Selon le baromètre La Croix-Verian-La Poste sur la confiance des Français dans les médias, la dégradation de la qualité des informations fait partie des principales craintes, en ce qui concerne l’utilisation de l’intelligence artificielle.
L’intelligence artificielle promet de bousculer toutes les industries. Les médias ne font pas exception. Dans l’audiovisuel comme en presse écrite, des expérimentations sont en cours, et des outils ont déjà été développés. Le public, lui, se montre encore prudent face à l’irruption de cette nouvelle technologie et l’usage qui en est fait dans les journaux.
En témoigne le baromètre La Croix-Verian-La Poste sur la confiance des Français dans les médias, publié ce mardi à l’occasion du festival « Médias en Seine » (organisé par Les Echos-Le Parisien et France Info).
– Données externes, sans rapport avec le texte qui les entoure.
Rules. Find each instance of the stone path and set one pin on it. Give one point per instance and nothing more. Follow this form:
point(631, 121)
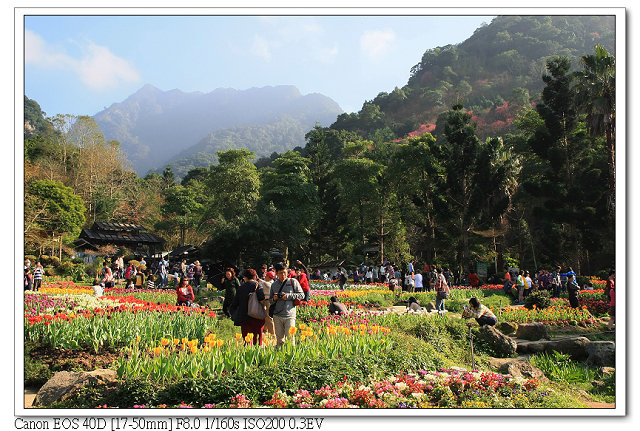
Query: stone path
point(29, 396)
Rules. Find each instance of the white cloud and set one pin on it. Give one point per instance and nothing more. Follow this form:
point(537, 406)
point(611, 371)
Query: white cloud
point(375, 44)
point(98, 68)
point(327, 55)
point(261, 48)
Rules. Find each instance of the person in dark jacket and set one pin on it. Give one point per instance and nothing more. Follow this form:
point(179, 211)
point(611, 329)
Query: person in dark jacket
point(336, 307)
point(240, 304)
point(572, 290)
point(230, 284)
point(185, 293)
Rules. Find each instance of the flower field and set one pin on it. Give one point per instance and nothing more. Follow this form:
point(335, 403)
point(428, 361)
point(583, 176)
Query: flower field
point(336, 361)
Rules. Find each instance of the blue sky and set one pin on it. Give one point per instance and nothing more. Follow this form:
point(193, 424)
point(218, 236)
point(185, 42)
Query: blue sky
point(82, 64)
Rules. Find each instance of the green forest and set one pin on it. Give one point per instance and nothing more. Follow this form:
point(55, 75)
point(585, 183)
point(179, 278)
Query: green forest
point(499, 150)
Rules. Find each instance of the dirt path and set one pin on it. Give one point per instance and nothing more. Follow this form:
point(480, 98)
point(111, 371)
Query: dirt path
point(600, 405)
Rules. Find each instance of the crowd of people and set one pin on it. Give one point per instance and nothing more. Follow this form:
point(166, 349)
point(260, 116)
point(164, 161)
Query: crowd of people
point(279, 289)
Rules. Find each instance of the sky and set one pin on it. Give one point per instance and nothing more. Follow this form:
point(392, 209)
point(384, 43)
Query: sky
point(80, 65)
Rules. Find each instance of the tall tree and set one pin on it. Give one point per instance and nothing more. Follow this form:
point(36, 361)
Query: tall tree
point(53, 208)
point(596, 97)
point(289, 201)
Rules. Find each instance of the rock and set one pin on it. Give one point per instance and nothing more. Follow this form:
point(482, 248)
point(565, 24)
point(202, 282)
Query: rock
point(507, 328)
point(500, 343)
point(531, 346)
point(532, 331)
point(602, 353)
point(574, 347)
point(522, 369)
point(608, 371)
point(429, 307)
point(64, 384)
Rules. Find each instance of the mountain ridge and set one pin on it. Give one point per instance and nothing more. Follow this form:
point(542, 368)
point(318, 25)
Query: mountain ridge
point(153, 125)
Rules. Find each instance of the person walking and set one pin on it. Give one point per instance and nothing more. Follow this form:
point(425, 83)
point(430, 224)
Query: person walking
point(336, 307)
point(418, 282)
point(230, 285)
point(342, 278)
point(528, 284)
point(520, 286)
point(38, 272)
point(265, 284)
point(556, 282)
point(572, 290)
point(240, 306)
point(482, 314)
point(284, 291)
point(302, 275)
point(612, 307)
point(442, 291)
point(611, 281)
point(106, 275)
point(197, 274)
point(163, 272)
point(413, 306)
point(185, 293)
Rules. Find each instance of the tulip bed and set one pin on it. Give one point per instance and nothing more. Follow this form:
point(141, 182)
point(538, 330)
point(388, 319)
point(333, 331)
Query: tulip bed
point(166, 352)
point(448, 388)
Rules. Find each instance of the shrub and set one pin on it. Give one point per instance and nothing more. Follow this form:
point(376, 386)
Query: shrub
point(540, 298)
point(65, 268)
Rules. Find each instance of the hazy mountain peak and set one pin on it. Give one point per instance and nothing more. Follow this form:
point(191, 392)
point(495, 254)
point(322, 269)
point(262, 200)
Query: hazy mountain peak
point(153, 125)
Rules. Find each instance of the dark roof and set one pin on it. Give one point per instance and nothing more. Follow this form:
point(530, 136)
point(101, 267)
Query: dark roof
point(117, 238)
point(184, 250)
point(119, 227)
point(328, 264)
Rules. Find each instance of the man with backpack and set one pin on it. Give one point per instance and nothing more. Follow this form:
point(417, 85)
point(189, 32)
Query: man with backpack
point(163, 272)
point(286, 293)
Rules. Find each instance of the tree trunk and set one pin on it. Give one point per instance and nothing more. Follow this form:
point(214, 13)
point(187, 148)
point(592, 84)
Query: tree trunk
point(611, 201)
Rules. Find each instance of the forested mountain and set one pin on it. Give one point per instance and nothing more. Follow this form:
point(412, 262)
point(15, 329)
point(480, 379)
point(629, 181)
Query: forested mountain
point(498, 151)
point(284, 133)
point(154, 126)
point(493, 74)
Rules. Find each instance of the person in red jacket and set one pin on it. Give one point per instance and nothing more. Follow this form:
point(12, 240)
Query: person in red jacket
point(612, 307)
point(304, 283)
point(185, 293)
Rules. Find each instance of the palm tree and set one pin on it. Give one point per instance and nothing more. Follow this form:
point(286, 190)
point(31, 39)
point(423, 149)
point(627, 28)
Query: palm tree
point(596, 98)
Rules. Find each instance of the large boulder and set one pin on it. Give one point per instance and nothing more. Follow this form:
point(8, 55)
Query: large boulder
point(531, 347)
point(522, 369)
point(574, 347)
point(532, 331)
point(501, 344)
point(602, 353)
point(64, 384)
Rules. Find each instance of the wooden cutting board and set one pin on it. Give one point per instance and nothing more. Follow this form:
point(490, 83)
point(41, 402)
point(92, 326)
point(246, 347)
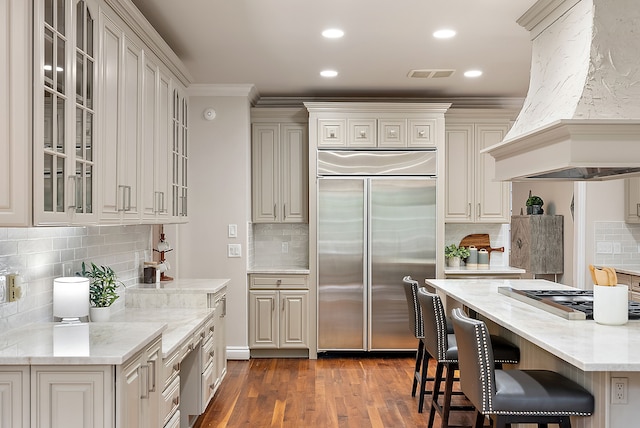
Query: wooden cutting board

Interrogés sur le recours à l’IA dans les médias, les sondés sont opposés à 43 % à l’utilisation de la technologie « pour automatiser la production de certains types de contenus (images, articles courts, agendas, bulletins météo, etc.) ». Mais ils sont 36 % à y être favorables.
Clivage générationnel
« Il n’y a pas de refus en bloc de l’utilisation de l’IA par les médias », estime Guillaume Caline, directeur Enjeux publics et opinion chez Verian (ex-Kantar Public). Les chiffres font même état d’une légère amélioration par rapport à l’édition précédente du baromètre. « Mais il y a bien un clivage générationnel sur cette question », ajoute l’expert. 58 % des Français âgés de 18 à 24 ans sont favorables à l’utilisation de l’IA, contre seulement 29 % des 50-64 ans, et 21 % des plus de 65 ans.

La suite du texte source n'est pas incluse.